Что пала наконец пред алтарем Ваала

В надежде, что покой сумею обрести.

Со страху человек на все готов пойти!

Вот почему меня направила тревога

И в храм еврейского безжалостного бога.

Я думала: как он ни гневен, ни суров,

Все ж не смягчить его не может вид даров.

Прости, Ваалов жрец, мне это прегрешенье.

Вхожу. Народ бежит. Умолкли песнопенья.

Первосвященник мне грозит жезлом своим.

Он говорит, и тут - о ужас! - рядом с ним

Я вижу отрока коварного воочью

Таким, каким во сне он мне явился ночью. {51}

Нет, не ошиблась я! Все тот же лик а взгляд,

Все тот же белизной сверкающий наряд...

Да, это он стоял вблизи от Иодая,

Но был отослан прочь, чуть подошла туда я.

Вот почему к себе я во дворец нейду

И, задержавшись тут, от вас совета жду.

Скажи, Матфан, что мне все это предвещает?

Mатфан

И сон меня страшит, и явь меня смущает.

Гофолия

Видал ли, Авенир, ты отрока того?

Кем он рожден на свет, и как зовут его?

Авенир

С первосвященником два мальчика стояли.

Один был сын его, коль мне глаза не лгали.

С другим я незнаком.

Матфан

Царица, слов не трать.

Обоих следует тебе к рукам прибрать.

Ты знаешь, Иодай ценим высоко мною,

А я за зло чинить не склонен зло двойное

И справедливости одной ищу во всем,

Но будь сам Иодай преступнику отцом,

Он разве б не казнил его без колебанья?

Авенир

Как может мальчик быть виновен в злодеянье?

Матфан

Во сне держал он нож, а сон - небесный знак,

В ошибку ж небеса не могут впасть никак.

Чего еще искать?

Авенир

Но разве сон - улики?

Младенца кровь пролив, свершим мы грех великий.

Узнаем хоть сперва, кто он и кем рожден.

Матфан

Нет. Он опасен нам, а, значит, уличен.

Ведь если у него родня и предки знатны,

Он должен тем скорей исчезнуть безвозвратно;

А если, к счастью, он - людей безвестных сын,

Что за беда, коль жизнь отдаст простолюдин?

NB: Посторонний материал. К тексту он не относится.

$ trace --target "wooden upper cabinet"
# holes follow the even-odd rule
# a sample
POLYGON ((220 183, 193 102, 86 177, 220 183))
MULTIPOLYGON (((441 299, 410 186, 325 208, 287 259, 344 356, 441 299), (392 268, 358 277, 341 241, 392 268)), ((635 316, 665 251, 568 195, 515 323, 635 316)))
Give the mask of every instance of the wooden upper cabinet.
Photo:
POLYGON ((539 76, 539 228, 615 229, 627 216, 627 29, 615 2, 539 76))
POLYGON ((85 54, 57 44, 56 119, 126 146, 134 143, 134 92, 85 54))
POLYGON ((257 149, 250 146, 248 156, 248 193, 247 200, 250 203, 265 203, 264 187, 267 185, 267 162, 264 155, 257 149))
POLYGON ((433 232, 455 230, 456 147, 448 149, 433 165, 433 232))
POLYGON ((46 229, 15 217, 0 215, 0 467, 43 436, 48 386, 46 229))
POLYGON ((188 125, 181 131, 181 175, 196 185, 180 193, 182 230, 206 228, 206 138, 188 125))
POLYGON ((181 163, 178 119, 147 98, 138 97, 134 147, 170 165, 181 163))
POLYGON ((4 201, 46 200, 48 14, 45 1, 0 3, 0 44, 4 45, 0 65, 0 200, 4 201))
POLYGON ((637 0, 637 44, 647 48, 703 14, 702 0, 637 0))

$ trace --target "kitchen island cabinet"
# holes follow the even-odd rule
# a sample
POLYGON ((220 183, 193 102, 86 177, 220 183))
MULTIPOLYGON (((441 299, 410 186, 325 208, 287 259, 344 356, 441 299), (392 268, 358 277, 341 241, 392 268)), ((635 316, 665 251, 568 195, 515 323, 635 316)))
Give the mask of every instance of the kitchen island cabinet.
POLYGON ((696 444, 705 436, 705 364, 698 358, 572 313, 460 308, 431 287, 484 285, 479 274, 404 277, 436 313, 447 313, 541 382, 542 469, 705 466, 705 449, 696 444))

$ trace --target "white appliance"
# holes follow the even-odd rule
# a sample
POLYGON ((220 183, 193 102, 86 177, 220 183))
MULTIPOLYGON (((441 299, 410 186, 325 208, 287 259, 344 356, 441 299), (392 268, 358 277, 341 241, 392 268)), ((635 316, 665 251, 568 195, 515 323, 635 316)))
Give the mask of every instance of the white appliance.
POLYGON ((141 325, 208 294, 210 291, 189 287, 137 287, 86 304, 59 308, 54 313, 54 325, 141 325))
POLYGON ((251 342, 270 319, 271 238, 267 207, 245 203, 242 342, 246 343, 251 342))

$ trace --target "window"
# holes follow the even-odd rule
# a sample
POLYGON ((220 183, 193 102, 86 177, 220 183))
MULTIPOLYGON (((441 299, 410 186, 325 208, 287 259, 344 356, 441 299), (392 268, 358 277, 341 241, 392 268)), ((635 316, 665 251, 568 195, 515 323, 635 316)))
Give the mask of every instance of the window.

Обязан государь быть на расправу скорым:

Порой спасают трон лишь быстрым приговором.

Не след царей смущать сомненьем никогда.

Кто заподозрен, тот виновен до суда. {52}

Авенир

В устах жреца звучат такие речи странно.

Я с детских лет мужал на поле славы бранной,

Орудьем мщения царям служа в бою,

Но за безвинного свой голос подаю.

А ты, Матфан, кто быть отцом обязан сирым

И умягчать сердца в годину гнева миром,

За рвенье выдаешь свой мстительный расчет

И требуешь: пусть кровь обильнее течет.

Быть искренним ты мне, царица, разрешила,

И я дерзну спросить: что страх тебе внушило?

Сон? Слабое дитя? Но отрок мог вполне

Быть и не тем, кого ты видела во сне.

Гофолия

Не спорю, Авенир, ошиблась я, наверно,

И сон пустой меня разволновал чрезмерно,

Но чтоб сомнения нас не терзали впредь,

На отрока вблизи должна я посмотреть.

Вели детей сюда доставить неотложно.

Авенир

Боюсь...

Гофолия

Иль отказать мне в послушанье можно?

И как я твой отказ должна истолковать?

Он подозрения в меня вселит опять.

Пусть Иодай ко мне детей ведет живее.

Я тоже иногда повелевать умею.

Добра - порукою тому мои дела

К священству вашему я, Авенир, была.

Хоть на меня оно, как всем давно известно,

Возводит клевету бесстыдно и бесчестно,

Никто не пострадал, и цел доныне храм.